No one spoke much of the other name partner, Anne Comely. She was reportedly in her seventies and lived primarily in Palm Beach, or was it Palm Springs? No one that Devine knew had ever seen the woman. She had never come to the office, at least that Devine was aware. It was rumored that she was a reclusive heiress who had provided Cowl with the initial stake he needed to build his empire, and one of her rewards had been her name on the firm, and even more money in her already deep pocket.
However one kept score, Cowl was one of the hottest commodities in the most important financial center in the world.
“There are forty-five of you here now,” Cowl had said, looking around the room and lingering on just a few. Devine had a feeling this was all scripted and that these minions had already been preordained to be passed on up the chain. He hadn’t been one of them.
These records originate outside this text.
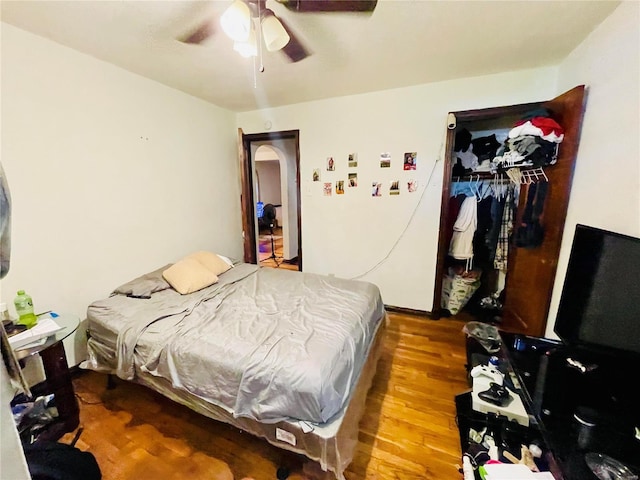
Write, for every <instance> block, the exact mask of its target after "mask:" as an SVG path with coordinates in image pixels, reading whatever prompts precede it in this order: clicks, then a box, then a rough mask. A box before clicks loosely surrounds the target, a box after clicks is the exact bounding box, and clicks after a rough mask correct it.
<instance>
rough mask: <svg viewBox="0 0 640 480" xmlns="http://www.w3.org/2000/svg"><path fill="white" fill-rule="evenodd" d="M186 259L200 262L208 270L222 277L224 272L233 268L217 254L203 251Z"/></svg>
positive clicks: (191, 254) (188, 256)
mask: <svg viewBox="0 0 640 480" xmlns="http://www.w3.org/2000/svg"><path fill="white" fill-rule="evenodd" d="M185 258H192V259H194V260H197V261H198V262H200V263H201V264H202V265H203V266H204V267H206V268H207V270H209V271H211V272H213V273H215V274H216V275H222V274H223V273H224V272H226V271H227V270H229V269H230V268H231V265H229V264H228V263H227V262H225V261H224V260H223V259H222V258H220V257H219V256H218V255H216V254H215V253H211V252H206V251H201V252H195V253H192V254H191V255H188V256H186V257H185Z"/></svg>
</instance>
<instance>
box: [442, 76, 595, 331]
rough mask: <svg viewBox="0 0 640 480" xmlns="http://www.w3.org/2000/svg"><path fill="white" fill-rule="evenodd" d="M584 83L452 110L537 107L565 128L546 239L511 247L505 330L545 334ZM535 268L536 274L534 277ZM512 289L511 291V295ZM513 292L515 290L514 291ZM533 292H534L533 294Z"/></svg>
mask: <svg viewBox="0 0 640 480" xmlns="http://www.w3.org/2000/svg"><path fill="white" fill-rule="evenodd" d="M585 101H586V95H585V86H584V85H578V86H576V87H574V88H572V89H571V90H568V91H566V92H564V93H563V94H561V95H559V96H557V97H555V98H553V99H551V100H547V101H541V102H533V103H525V104H517V105H509V106H505V107H495V108H486V109H479V110H468V111H462V112H452V113H453V114H454V115H455V116H456V119H457V121H458V123H460V122H461V121H462V122H463V123H464V122H465V121H466V122H469V121H478V120H483V121H487V120H492V119H496V118H499V117H502V116H505V115H506V116H513V115H520V116H521V115H523V114H527V113H530V112H531V111H534V110H535V109H537V108H542V109H546V110H548V111H549V112H550V113H552V114H553V117H554V118H555V119H556V120H557V121H558V123H559V124H560V125H562V126H563V128H564V140H563V142H562V145H561V147H560V149H559V153H558V159H557V163H556V164H555V165H554V166H553V167H551V168H549V169H548V170H546V172H547V176H548V177H549V183H550V185H551V186H552V187H553V188H550V191H549V194H548V199H547V204H548V205H547V208H546V209H545V222H546V224H545V235H544V242H543V244H542V245H540V246H539V247H537V248H536V249H524V248H510V249H509V265H510V267H509V273H508V275H507V279H506V284H505V301H504V305H503V317H502V323H501V328H502V329H503V330H506V331H512V332H517V333H523V334H526V335H531V336H543V335H544V332H545V329H546V324H547V318H548V316H549V309H550V304H551V296H552V293H553V289H554V285H555V277H556V271H557V264H558V257H559V254H560V247H561V243H562V236H563V234H564V226H565V219H566V213H567V208H568V204H569V195H570V192H571V184H572V179H573V171H574V168H575V162H576V158H577V151H578V144H579V141H580V132H581V126H582V117H583V114H584V109H585ZM457 126H459V125H457ZM455 128H456V127H454V129H453V130H449V132H448V134H447V148H446V154H445V155H446V157H445V166H444V167H445V168H444V169H443V170H444V172H443V175H444V177H443V188H442V198H441V217H440V232H439V238H438V259H437V265H436V278H435V283H434V296H433V299H434V301H433V305H432V310H431V312H432V315H431V316H432V318H434V319H437V318H440V316H441V309H442V307H441V306H440V304H441V299H442V280H443V278H444V274H445V272H444V266H445V265H444V262H445V257H446V254H447V251H448V245H447V244H446V239H447V232H445V231H444V228H445V225H446V219H447V218H448V215H449V208H448V206H449V193H450V184H451V170H452V154H453V149H452V144H453V142H454V139H455ZM525 202H526V198H525V197H523V196H521V197H520V198H519V205H518V209H517V217H516V218H515V219H514V225H518V224H519V219H520V218H521V215H522V211H523V210H524V203H525ZM533 272H535V276H534V277H532V275H533ZM525 278H526V279H530V278H535V282H536V291H535V292H532V291H529V292H528V294H527V296H525V295H518V293H519V292H524V291H526V287H527V286H528V285H527V283H526V281H524V280H523V279H525ZM510 292H511V293H512V294H511V295H510ZM513 292H516V294H515V295H513ZM534 293H535V294H536V295H534Z"/></svg>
“Only ten percent of you will make it to the next round. They will have a shot at getting to the next level, which will come with ample financial and professional reward. The losers, well . . . ” He didn’t have to finish this part. Everyone in the room knew what happened to losers. They got flushed down the toilet and went to work at places that didn’t have arrogant billionaires at the helm.
Cowl stared them all down. “I would wish you all luck.” The smirk came back. “But luck, I can assure you, will have nothing to do with it.”
Then he had made an impressive leap and landed upright on the table, causing one already tightly wound young woman he had flown past on this maneuver to cry out and nearly fall out of her chair. Devine guessed she would not be one of the ten percent to move on to a financial mecca.
Cowl glowered at them all from his now-high perch. “This place, this space, this world, isn’t about luck. It’s about brains and talent and belly fire. You have to want it more than the next guy.”
He eyed the seven women in the group—one Black, one brown, two Asian, three white, strictly adhering to the firm’s diversity program—along with the thirty-eight men, thirty-seven of whom were white and the other Latino.
That summed up diversity in the ranks of the high finance world, Devine mused.
“Excuse me, the next person.”
The suit platoon clapped, and Cowl cried out, “So, what are you waiting for? Get your asses to work. And may the best people win.”
Prompted by this voice command, they had all stood like obedient dogs and filed from the room, while Cowl watched them from his intimidating perch.
The guy just seemed to bask in this shit, Devine had thought at the time. His opinion had not changed.
The Bugatti kept blasting south, through Midtown and next Downtown and then straight to the Financial District. There it turned onto Exchange Place, one block south of Wall Street, to the building where Sara Ewes had died. It turned into the parking garage at Cowl and Comely.
The Bugatti’s window came down, Cowl held up his phone to the reader, and the garage door cranked up. The $3,000,000 muscle car pulled in and the door closed behind it. The man had not only his own parking space but also his own private elevator, right to the penthouse. Devine knew this, because Wanda Simms had told him.
Devine imagined the man going up in his silver tube. As he continued to watch, lights came on, but on the fifty-second floor, because Devine took a minute to count down from the top.
The penthouse was four floors higher.